Di National Geographic Traveler Indonesia, edisi Juni 2009, ada artikel mengenai pemetaan partisipatif. Dan yang membuat saya merasa rugi adalah ternyata saya kehilangan informasi bahwa NG Indonesia mengadakan workshop mengenai pemetaan partisipatif pada bulan April. Oh my God kenapa sampe terlewat yah Info itu, sebuah workshop yang sangat penting.
Di artikel itu, diungkapkan bahwa orang Indonesia bukan bangsa yang “ramah” terhadap peta. Benar juga sih, coba lihat di mobil pribadi orang Indonesia apakah ada peta? Kemudian berikan peta pada orang Indonesia, kebanyakan mereka tidak bisa membaca peta, menentukan arah.

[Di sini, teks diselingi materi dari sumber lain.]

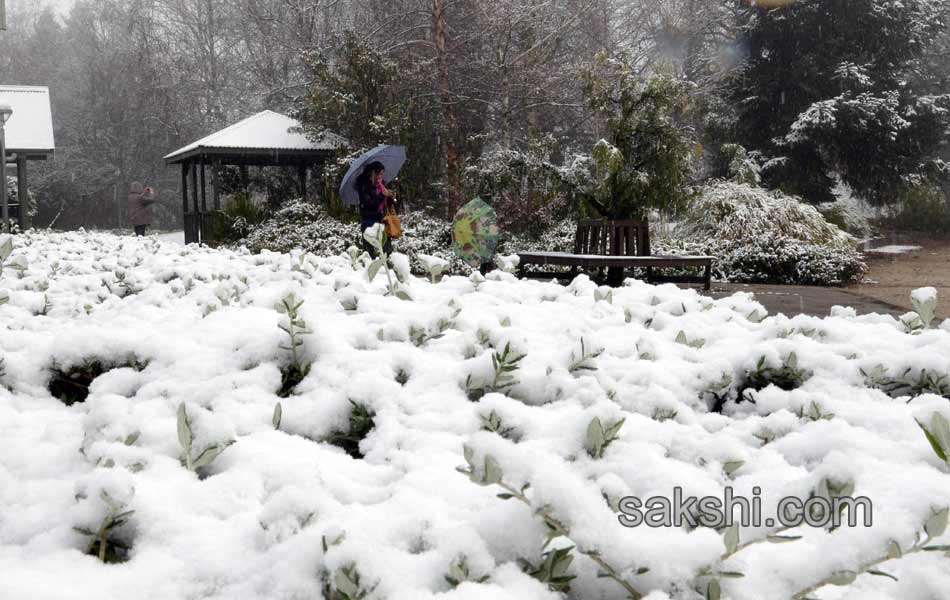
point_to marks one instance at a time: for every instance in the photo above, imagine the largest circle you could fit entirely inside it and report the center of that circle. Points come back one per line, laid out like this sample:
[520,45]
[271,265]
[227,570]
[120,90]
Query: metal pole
[5,212]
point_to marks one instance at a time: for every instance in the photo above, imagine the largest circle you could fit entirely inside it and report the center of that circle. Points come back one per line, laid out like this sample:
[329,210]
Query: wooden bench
[619,244]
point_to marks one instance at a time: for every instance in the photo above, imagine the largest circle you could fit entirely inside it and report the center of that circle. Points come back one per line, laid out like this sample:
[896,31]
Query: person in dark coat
[374,198]
[141,199]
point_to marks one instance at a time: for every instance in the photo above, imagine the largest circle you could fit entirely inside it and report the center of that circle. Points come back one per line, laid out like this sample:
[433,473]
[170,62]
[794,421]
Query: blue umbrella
[392,157]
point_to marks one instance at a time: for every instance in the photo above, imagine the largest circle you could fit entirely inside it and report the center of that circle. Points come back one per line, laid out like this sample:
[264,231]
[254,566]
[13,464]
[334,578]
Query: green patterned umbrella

Ada ungkapan yang menyentuh hati: “ Jika kita bertanya pada sembarang orang di tepi jalan, dengan gaya yang khas mereka akan menjawab, “ lurus saja, nanti belok kanan, belok kiri. Nanti di sana tanya lagi saja.” Praktis, tanpa solusi.” Oh,
Secara pribadi saja saya baru beberapa tahun memanfaatkan peta, ternyata nikmat juga melakukan perjalanan sambil melihat peta (saat ini di GPS), kebetulan ga pernah nyetir mobil, karena ga bisa hehehe.
Walaupun berdasarkan pengalaman saya, peta mental masyarakat Indonesia sudah bagus, dari berbagai kelompok usia yang pernah saya libatkan, mereka mempunya pemahaman spasial yang sangat mendukung upaya pengurangan risiko bencana dan masalah kesehatan masyarakat pada program PMI. termasuk pada kelompok anak-anak dan perempuan. Nah, membaca petanya (terutama peta cetakan), itu yang masih bermasalah.
Nah berangkat dari budaya yang bukan budaya membaca peta ini, NGI menginisisasi suatu web pemetaan partisipatif yang dinamai www.petakita.com. Sehingga semua orang yang tertarik terhadap peta dan berupaya memelekan masyarakat indonesia dari buta peta dapat bertukar info dan pendapat. Yuk kita gabung !!! ayo disaster risk mappers-nya PMI gabung ...
Apa sih pemetaan partisipatif menurut NGI, inilah pendapat bossnya NGI, Mas Tantyo Bangun (Salam Kenal Mas) yang disampaikan pada workshop tersebut: “pemetaan yang melibatkan publik untuk berpartisipasi dan memperkaya kebutuhan data spasial dengan tema tertentu. Jadi semua orang bisa berkontribusi untuk membagi pengalaman pada orang lain.”
Dari dimuatnya pemetaan partisipatif di NGI diharapkan kita akan semakin mengenal Indonesia, luar dalam, ya keindahannya dan juga kerawanan bencananya (kan saya mengunakan pemetaan risiko secara partisipatif dalam rangka membuat masyarakat Indonesia memahami negerinya dan siaga terhadap bencana). Go ahead Pemetaan Participatory, Go ahead NGI !!!